Cons – Reinvestment Risk

T-Bills are very short term investment of either 6 months or 1 year. Once your investment matures, you will have to source for other investment. By then, the investment landscape may have changed, and you would not be able to get similar interest rates.

Cons – Illiquid Investment

If you are someone who needs their money to be easy to access, T-Bills are not for you. Once you commit to the investment, you cannot redeem it early. While you can sell them in the secondary market, there is a chance you may sell them at a loss or gain.

Cons – Unpredictable Interest Rate

While there is always the historical rates that we can fall back on to predict the interest rate (yield) for the upcoming T-Bill issue, there could always be a black swan event (such as Covid) that will greatly swing the market. You may or may not end up with a worse-than-expected interest rate when such situation happens.

T-Bills Hack

If you are an existing investor of T-Bills or are looking to invest in T-Bills, these are some tips to maximize your use with T-Bills.

Hack #1 – To Get Full Allocation

T-Bills can get notorious popular when interest rates are high. It could be oversubscribed and you might not be able to get the full allocation you want.

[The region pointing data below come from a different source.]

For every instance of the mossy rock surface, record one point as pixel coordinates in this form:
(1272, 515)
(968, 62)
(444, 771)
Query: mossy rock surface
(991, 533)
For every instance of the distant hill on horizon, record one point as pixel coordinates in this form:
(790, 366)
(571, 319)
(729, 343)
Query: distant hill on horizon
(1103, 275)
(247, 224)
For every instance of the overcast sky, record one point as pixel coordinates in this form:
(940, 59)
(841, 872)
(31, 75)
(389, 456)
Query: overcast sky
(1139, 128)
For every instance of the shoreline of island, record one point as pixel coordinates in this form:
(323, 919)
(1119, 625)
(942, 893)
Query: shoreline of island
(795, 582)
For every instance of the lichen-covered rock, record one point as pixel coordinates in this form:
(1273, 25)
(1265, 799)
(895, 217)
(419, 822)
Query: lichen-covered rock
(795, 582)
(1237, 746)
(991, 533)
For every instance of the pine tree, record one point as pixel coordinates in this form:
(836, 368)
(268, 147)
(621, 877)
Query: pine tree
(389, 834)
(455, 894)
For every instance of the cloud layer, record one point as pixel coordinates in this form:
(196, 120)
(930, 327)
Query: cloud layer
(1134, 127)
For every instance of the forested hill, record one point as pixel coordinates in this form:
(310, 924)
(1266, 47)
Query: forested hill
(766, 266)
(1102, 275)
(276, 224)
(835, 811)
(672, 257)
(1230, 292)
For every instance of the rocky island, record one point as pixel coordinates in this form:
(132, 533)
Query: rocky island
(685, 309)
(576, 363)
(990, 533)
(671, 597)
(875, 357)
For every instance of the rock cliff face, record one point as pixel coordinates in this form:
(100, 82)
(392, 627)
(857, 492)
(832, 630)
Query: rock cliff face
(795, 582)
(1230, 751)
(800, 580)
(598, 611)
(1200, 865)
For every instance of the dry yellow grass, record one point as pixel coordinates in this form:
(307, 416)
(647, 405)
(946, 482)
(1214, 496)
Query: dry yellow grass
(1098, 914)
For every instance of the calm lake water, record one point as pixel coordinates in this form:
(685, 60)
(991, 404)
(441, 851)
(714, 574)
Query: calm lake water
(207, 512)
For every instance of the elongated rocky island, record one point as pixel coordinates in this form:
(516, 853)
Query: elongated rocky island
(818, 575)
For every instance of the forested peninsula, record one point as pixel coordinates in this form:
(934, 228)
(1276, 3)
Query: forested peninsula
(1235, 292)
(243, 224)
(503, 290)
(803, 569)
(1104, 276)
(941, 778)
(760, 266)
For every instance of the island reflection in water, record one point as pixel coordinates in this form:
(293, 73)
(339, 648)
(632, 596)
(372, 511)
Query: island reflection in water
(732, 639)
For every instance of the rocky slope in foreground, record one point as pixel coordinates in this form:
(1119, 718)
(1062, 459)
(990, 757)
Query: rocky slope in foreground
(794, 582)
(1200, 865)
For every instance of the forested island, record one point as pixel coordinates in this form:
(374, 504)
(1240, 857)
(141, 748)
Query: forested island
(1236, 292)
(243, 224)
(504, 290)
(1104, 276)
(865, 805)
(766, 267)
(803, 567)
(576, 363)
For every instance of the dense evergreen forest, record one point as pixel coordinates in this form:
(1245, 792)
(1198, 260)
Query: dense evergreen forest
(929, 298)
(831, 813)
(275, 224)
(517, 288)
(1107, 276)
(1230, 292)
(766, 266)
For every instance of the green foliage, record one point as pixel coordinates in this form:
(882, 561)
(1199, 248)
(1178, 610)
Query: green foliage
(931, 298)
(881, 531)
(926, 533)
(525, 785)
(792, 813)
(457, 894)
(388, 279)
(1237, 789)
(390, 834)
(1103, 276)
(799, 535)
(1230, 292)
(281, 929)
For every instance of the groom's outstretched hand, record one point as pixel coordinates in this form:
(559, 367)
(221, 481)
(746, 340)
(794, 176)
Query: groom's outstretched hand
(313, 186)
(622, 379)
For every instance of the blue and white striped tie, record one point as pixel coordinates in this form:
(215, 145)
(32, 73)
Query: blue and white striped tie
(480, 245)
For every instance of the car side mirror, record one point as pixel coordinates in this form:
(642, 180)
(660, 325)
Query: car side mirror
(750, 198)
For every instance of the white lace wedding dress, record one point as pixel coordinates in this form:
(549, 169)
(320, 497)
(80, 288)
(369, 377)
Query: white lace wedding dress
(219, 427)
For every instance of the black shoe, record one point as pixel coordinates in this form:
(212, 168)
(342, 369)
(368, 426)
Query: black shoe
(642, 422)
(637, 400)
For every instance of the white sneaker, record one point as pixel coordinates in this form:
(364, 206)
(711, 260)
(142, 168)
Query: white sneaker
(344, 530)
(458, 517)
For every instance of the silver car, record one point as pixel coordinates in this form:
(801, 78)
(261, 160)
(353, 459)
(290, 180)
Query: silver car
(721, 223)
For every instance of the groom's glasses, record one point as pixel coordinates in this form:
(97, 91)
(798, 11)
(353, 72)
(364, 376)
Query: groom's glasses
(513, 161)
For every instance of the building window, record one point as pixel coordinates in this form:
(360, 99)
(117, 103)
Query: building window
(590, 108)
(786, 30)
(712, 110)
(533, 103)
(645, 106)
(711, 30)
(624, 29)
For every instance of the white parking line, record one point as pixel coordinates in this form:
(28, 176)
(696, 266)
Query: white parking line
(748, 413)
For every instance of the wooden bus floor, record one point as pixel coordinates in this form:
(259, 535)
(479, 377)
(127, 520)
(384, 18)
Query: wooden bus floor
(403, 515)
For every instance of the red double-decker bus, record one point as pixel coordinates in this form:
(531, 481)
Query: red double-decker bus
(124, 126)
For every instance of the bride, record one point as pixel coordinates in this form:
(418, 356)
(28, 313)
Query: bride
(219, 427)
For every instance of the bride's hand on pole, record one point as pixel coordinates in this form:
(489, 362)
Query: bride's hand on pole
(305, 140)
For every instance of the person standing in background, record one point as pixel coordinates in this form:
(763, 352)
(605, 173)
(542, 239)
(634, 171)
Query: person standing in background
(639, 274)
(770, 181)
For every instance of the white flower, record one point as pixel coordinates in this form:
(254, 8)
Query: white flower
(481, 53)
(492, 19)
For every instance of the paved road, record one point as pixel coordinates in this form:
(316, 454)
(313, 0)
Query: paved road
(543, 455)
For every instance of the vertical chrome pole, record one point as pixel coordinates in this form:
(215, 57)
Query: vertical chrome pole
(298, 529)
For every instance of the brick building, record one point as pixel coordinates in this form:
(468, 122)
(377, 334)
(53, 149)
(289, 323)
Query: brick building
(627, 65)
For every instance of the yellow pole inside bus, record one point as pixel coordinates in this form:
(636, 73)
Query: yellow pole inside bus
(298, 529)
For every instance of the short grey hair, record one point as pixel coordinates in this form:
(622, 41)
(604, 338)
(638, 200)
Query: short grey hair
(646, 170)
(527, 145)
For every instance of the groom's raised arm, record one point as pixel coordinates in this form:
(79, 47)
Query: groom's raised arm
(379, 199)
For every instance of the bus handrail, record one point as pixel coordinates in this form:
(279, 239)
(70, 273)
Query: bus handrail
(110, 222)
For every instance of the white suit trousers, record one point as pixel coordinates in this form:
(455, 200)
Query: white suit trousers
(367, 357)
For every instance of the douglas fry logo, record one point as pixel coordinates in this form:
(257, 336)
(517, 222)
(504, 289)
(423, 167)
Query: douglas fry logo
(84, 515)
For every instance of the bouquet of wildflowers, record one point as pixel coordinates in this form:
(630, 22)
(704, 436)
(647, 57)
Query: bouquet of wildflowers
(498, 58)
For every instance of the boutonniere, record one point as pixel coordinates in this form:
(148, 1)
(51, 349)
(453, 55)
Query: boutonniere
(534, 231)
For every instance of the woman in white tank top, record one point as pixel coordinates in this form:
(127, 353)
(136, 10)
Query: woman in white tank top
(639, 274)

One thing you can do is to apply for competitive bid and enter an interest rate that is significantly lower than the expected interest rate (check past interest rate for performance). You should be able to get the full allocation as competitive bid will be allocated starting from the lowest bid.

Hack #2 – Get Monthly Income (Dividend) Using The T-Bill Ladder Hack

It is usually not wise to put all your money in one basket. T-Bills will not announce their interest rate before application. Rather, the interest rate is determined based on the auction results whereby it is the highest accepted interest rate of successful competitive applications and announced after.

By splitting your money, preferably in 6 different issues, you would be able to diversify your risk, and you would also be getting passive income every month. Every time an issue matures, you can then use the capital to put in the next issue and repeat the cycle.